AUSTIN—The Texas Health Improvement Network (THIN) is proposing five interim charges for consideration for the 86th Texas Legislature.

The 84th Texas Legislature established THIN in order to address urgent health care challenges, improve the health care system in Texas and the nation, and develop health care initiatives, policies, and best practices that are based on population health research.

THIN is managed by The University of Texas System Population Health initiative, under the leadership of David Lakey, MD, former Commissioner of the Texas Department of State Health Services.

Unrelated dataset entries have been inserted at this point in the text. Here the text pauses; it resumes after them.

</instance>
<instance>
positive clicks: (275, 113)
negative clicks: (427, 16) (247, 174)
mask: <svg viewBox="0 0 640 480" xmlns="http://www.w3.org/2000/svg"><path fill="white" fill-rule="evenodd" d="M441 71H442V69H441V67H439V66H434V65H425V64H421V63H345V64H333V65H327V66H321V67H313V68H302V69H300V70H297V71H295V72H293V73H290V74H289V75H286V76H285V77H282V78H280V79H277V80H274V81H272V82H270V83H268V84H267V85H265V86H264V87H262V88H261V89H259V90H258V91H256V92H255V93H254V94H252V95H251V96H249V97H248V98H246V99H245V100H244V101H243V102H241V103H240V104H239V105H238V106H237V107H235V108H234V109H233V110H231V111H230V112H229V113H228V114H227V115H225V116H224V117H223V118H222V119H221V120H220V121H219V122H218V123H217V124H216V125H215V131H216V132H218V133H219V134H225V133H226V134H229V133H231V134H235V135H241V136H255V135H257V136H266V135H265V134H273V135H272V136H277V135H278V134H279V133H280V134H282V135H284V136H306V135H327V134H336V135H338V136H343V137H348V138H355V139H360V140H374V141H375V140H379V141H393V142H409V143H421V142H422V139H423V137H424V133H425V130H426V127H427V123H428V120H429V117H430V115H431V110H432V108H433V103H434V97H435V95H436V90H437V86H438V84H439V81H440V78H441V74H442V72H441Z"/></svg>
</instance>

“Texas faces multiple challenges related to health and health care,” said Lakey, now Chief Medical Officer and Associate Vice Chancellor for Population Health UT System. “However, there are multiple opportunities to improve health through better data collection and analysis, collaboration and partnerships, smart policy, and strategic use of our limited resources. These proposed charges are aimed at seizing those opportunities.”

THIN is a multi-institutional, cross-sector network of researchers, experts, and leaders in population health improvement. Its 24-member Advisory Council includes representatives from a broad range of major stakeholders in state health policy, care, and prevention.

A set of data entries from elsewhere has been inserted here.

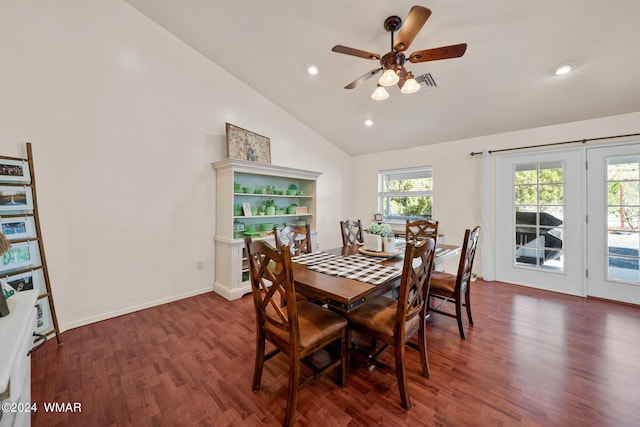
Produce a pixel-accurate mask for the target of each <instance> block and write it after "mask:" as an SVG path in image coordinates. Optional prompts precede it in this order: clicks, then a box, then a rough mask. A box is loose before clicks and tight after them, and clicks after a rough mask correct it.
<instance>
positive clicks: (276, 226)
mask: <svg viewBox="0 0 640 427" xmlns="http://www.w3.org/2000/svg"><path fill="white" fill-rule="evenodd" d="M273 235H274V236H275V239H276V248H277V249H279V248H281V247H284V246H288V247H289V248H290V249H291V254H292V255H293V256H297V255H300V254H310V253H311V252H312V250H313V247H312V244H311V226H310V225H309V224H306V225H301V226H298V225H287V226H286V227H284V228H278V226H275V227H274V228H273Z"/></svg>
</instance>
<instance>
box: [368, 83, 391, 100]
mask: <svg viewBox="0 0 640 427" xmlns="http://www.w3.org/2000/svg"><path fill="white" fill-rule="evenodd" d="M388 97H389V92H387V90H386V89H385V88H384V87H383V86H381V85H378V87H376V90H375V91H373V93H372V94H371V99H373V100H375V101H384V100H385V99H387V98H388Z"/></svg>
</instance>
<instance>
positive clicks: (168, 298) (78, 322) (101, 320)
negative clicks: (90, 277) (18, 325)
mask: <svg viewBox="0 0 640 427" xmlns="http://www.w3.org/2000/svg"><path fill="white" fill-rule="evenodd" d="M211 290H212V289H211V288H210V287H207V288H203V289H198V290H195V291H191V292H186V293H184V294H179V295H174V296H171V297H167V298H162V299H159V300H155V301H149V302H146V303H144V304H139V305H135V306H133V307H126V308H123V309H121V310H116V311H111V312H109V313H102V314H98V315H96V316H91V317H87V318H84V319H81V320H76V321H75V322H70V323H65V324H63V325H60V332H64V331H68V330H69V329H74V328H79V327H80V326H85V325H89V324H91V323H96V322H100V321H102V320H107V319H111V318H113V317H118V316H122V315H125V314H130V313H134V312H136V311H140V310H144V309H145V308H150V307H155V306H158V305H162V304H167V303H169V302H173V301H178V300H181V299H184V298H189V297H193V296H196V295H202V294H206V293H207V292H211Z"/></svg>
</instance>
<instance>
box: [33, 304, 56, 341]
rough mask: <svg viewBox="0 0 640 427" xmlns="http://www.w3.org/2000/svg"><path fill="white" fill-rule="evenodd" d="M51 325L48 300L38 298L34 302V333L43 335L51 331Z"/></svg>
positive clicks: (49, 309)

“We are focused on strategies that can help our systems become less reactive and more preventive,” said Lewis Foxhall, MD, THIN Advisory Council Presiding Officer and Vice President for Health Policy at UT MD Anderson Cancer Center. “We are also looking for strategic ways to reduce health disparities and improve access to care.”

THIN’s proposed interim charges are to:

  1. Develop recommendations to modify state rules and policies to improve state agencies’ and academic/health institutions’ access to high-value data in order to guide and improve population health initiatives.
  2. Identify and describe barriers faced by the Teachers Retirement System (TRS) and the Employees Retirement System (ERS) to expanding targeted investments in disease prevention.
  3. Identify programs that have demonstrated a reduction in Medicaid health care expenditures through a prevention approach, particularly programs that address social factors that influence health.
  4. Identify the impact and potential opportunities resulting from federal changes in the Medicaid program.
  5. Identify and study barriers and opportunities to improving health and health care in rural Texas.

The proposed charges are described in more detail in a report from The University of Texas System Population Health initiative. The report, and more information on THIN, are available at TexasHealthImprovement.org.